由佳視点 邪魔スル女
その後、恵子と瑞樹が帰ろうと言うまで、意識を失ったような状態になっていた。楽しそうに瑞樹と恵子が話しているけど、私は無言でとぼとぼと歩く。
「由佳・・・?大丈夫?」
2人が心配そうに私の顔を覗く込む。大丈夫と頑張って笑顔を作った。でも、笑顔が崩れて・・・涙が出てきてしまった。
「・・・由佳。よしよし。」
恵子が優しく頭をなでてくれる。余計に涙が出てきたけど、心は落ち着いた。しばらくして涙が止まっても、恵子はしばらくの間優しく撫でていてくれた。
泣き出してから立ち止まっていてしまったので、デパートを出たときにはまだ薄ら明るかった空ももう暗くなり始めていた。私のせいで帰りが遅くなってしまった。でも2人は笑いかけてくれていた。帰ろうか。と笑顔で言ってくれた。
・・・友達っていいものだ・・・。泣いたときにも迷惑をかけたときにも、優しい笑顔を私に向けてくれる。
なんて素晴らしいんだろう・・・。それにまた涙が出てきそうだったが、そこはガマンした。
落ち着いてきたら大変なことに気付いた。
「あっ!かばん忘れた!」
2人も気付かなかったらしく、あー!と言っている。
先に帰っててと言って、走って取りに戻った。2人とも鞄持ってるのになんで私だけ忘れるのよ~。
まぁ、気が動転してたから仕方ないっちゃ仕方ないか。
結構歩いたからなぁ・・・。走っても10分以上か・・・。めんどっ!
走っていると、彰人君と葉月ちゃんが見えた。声をかけようかと思ったけど、少し話しかけづらい。
どうしようと悩みながら見ていると、2人は・・・キスをしていた。
もう、外でしないでよね!と少し怒っている葉月ちゃん。それにごめんねと言っている彰人君。

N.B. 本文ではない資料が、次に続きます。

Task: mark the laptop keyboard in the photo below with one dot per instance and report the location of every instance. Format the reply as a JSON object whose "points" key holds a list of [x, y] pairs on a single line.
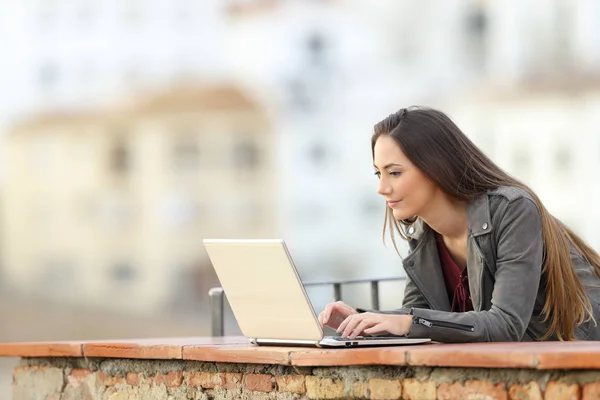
{"points": [[359, 338]]}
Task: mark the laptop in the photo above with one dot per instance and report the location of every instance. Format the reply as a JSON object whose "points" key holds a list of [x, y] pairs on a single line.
{"points": [[268, 299]]}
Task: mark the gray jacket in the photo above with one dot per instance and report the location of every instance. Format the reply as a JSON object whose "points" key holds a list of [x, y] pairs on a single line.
{"points": [[504, 262]]}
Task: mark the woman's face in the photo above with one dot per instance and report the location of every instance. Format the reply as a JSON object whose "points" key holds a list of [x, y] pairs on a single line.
{"points": [[407, 190]]}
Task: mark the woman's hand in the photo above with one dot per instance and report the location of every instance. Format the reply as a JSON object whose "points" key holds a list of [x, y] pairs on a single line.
{"points": [[335, 313], [374, 323]]}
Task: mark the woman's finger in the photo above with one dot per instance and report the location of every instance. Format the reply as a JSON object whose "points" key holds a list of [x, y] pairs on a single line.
{"points": [[351, 325], [377, 328], [365, 323]]}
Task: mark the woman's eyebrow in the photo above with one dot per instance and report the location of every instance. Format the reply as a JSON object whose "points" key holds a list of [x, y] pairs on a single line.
{"points": [[389, 165]]}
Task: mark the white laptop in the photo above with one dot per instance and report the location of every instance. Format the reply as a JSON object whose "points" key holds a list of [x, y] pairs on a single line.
{"points": [[268, 299]]}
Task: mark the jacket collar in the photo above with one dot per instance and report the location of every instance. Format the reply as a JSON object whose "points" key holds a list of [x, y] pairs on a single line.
{"points": [[478, 218]]}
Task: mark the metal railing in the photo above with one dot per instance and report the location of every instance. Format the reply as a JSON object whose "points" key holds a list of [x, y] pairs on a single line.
{"points": [[217, 295]]}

でも、2人とも顔を赤らめながら笑っている。
あっ、彰人君が鞄を2つ持ってる。葉月ちゃんは自分のを持ってるから、多分あれは私のだ。
彰人君、落ち忘れてた私の鞄持っててくれたんだ。よかった。走るの面倒だったんだよね・・・。ははは・・・。
せっかく、2人のおかげで落ち着いたのに・・・。もう、彰人君達のせいでまた取り乱しちゃうよ・・・。
フフフフフ・・・・・・・・・・・・・・・・・・・・・・・・・・・・・・・・・・・・・・・・・・・・。
「由佳ちゃんは俺にとって大切な人だよ。」
うん。私にとっても彰人君は大切な人。
「由佳ちゃんは俺の彼女だよ。」
嬉しい。私、彰人君のこと大好きなんだよ。
「俺は、由佳を愛してる。」
私も、愛してる。
アハッ・・・・・・・・・・・・・・・・・・・・・・・・・・・・・・・・・・・・・・。
私達は愛し合っているのに、邪魔をする女がいるね。
私ノ彰人君ニ・・・付キ纏ウ雌豚ガイル・・・。
迷惑ダヨネ・・・待ッテテ・・・今、助ケテアゲルカラ。